Assim
termina a história de Abraão no Livro do Génesis, quando ficou
«repleto de dias». E como ele, muitos mais caminharam serenamente
para se juntarem aos antepassados, rodeados de carinho.
Esta
expressão tão doce e familiar suaviza a morte como separação e
fortalece a fé na reunião. É um momento, ou um processo, em que
sobressai o valor fundamental da união. E não apenas com as pessoas
que acompanham esse custoso momento, ou com as mais familiares do
passado. Faz-nos cair na conta de que cada um de nós é um elo
imprescindível da infindável corrente que forma a Humanidade.

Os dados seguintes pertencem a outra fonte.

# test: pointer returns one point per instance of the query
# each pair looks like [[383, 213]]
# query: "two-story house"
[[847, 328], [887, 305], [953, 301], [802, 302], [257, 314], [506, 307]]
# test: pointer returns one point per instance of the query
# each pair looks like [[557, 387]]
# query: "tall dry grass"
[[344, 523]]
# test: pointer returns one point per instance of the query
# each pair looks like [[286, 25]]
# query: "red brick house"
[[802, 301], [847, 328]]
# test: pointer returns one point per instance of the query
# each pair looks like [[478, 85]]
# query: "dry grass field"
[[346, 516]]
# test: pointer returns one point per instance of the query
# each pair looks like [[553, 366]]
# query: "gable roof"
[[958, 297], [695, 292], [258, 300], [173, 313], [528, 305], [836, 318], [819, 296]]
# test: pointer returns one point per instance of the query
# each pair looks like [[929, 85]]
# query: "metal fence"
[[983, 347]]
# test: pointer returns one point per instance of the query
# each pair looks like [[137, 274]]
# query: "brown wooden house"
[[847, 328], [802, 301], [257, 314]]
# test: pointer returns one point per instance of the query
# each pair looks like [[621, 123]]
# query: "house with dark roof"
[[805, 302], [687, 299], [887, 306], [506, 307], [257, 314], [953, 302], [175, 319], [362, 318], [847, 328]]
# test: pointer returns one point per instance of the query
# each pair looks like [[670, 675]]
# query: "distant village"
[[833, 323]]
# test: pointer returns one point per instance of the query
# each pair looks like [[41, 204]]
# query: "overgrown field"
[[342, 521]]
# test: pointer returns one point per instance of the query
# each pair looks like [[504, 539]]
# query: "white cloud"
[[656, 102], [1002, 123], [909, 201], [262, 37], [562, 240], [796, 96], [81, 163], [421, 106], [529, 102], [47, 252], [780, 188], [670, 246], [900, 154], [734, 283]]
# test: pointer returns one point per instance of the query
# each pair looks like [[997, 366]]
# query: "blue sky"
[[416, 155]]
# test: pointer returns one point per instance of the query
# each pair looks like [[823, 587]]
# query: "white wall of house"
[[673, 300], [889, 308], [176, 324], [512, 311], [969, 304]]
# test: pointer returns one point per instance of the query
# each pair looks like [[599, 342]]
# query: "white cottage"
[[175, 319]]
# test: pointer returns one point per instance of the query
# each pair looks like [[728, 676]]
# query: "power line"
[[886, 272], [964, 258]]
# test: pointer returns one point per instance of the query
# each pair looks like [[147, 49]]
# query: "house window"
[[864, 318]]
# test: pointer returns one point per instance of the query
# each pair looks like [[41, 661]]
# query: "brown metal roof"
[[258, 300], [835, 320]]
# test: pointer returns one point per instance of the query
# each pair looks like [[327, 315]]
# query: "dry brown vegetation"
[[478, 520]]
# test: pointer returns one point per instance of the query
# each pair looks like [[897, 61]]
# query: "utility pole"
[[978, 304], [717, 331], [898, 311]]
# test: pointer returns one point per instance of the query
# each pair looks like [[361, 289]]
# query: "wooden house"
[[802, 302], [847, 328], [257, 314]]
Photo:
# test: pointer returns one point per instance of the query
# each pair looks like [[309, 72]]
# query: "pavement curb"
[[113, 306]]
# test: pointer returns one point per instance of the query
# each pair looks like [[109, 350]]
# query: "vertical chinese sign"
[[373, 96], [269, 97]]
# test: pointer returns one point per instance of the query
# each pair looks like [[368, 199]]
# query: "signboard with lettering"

Sentimo-nos ligados a toda a gente do passado, do presente e do
futuro – todos reflectimos as nossas alegrias e angústias, o bem e o
mal de que somos capazes. Todos formamos uma comunhão de profundos
sentimentos, de ideais, sucessos e insucessos.
E
lança-nos um aviso: somos responsáveis por desenvolver os dons e
facilidades que possuímos, para bem de toda a Humanidade. Certos de
que nenhum elo da Humanidade é inútil: com todos aprendemos e todos
nos despertam contra a tentação da imobilidade ou indiferença. Com
um carinho especial por quem dá o primeiro choro e o primeiro
sorriso no nosso mundo e por quem dele se vai despedindo.
Ser
próximo de quem se vai despedindo traduz-se num estímulo para
continuar com mais ardor a verdadeira missão no mundo de quem nos
passa o testemunho, por mais jovem ou desprotegido que seja. As
nossas festas e diversões, estudo ou trabalho duro, manifestações de
amizade e amor… tudo pode ser feito de maneira a tornar melhor o
mundo que nos foi entregue. E deixando boas dicas para quem nos
sucederá.
Na
verdade, cada um de nós é fruto de um passado e do momento que
passa; mas é também a semente para frutos cada vez melhores.
Se não
alimentamos o prazer de boas sementeiras no futuro, não conseguimos
enfrentar e dar sentido ao sofrimento e às catástrofes que nos
afligem. Abandonando os outros, ficamos sozinhos e indefesos perante
a morte. Ser um elo da Humanidade é fortalecer para sempre a grande
corrente de vida que forma a aventura humana. O orgulho de ser
humano traduz-se no «humanismo», mais notável quando nos unimos em
tempos de calamidade, mas que tem de estar sempre presente na
«política» de todos os dias, pois todos somos responsáveis por
garantir a melhor forma de viver.
A
sociedade humana baseia-se na comunicação. Que seja sincera e
verdadeira. Que procure compreender os problemas dos outros, com
respeito e cuidado e sem preconceitos contra a ternura. Como se os
problemas fossem nossos (e também são). É isto a compaixão. É isto a
comunhão, conceito afim a comunicação. É isto a proximidade.
Conceitos a que o papa Francisco tem dado importância especial, na
«largada» de todos os que se unem para nova e exigente caminhada.
Se a
técnica promove a comunicação, não pode ser para nos destruirmos uns
aos outros mas para aumentar o conhecimento, saborear mais a beleza
da caminhada e sentir a frescura da força que nos move. E darmos
conta da dignidade extrema da Humanidade que, ao longo do tempo e do
espaço, penetra cada vez mais profundamente no mistério da vida e no
mistério de Alguém que chamamos Deus, que é o mais perfeito Pai e
Mãe tanto na mais escura noite como no mais brilhante dia. E que nos
prepara a festa da Paz e Alegria em que todos nos juntaremos na Casa
Comum da Humanidade como única Família.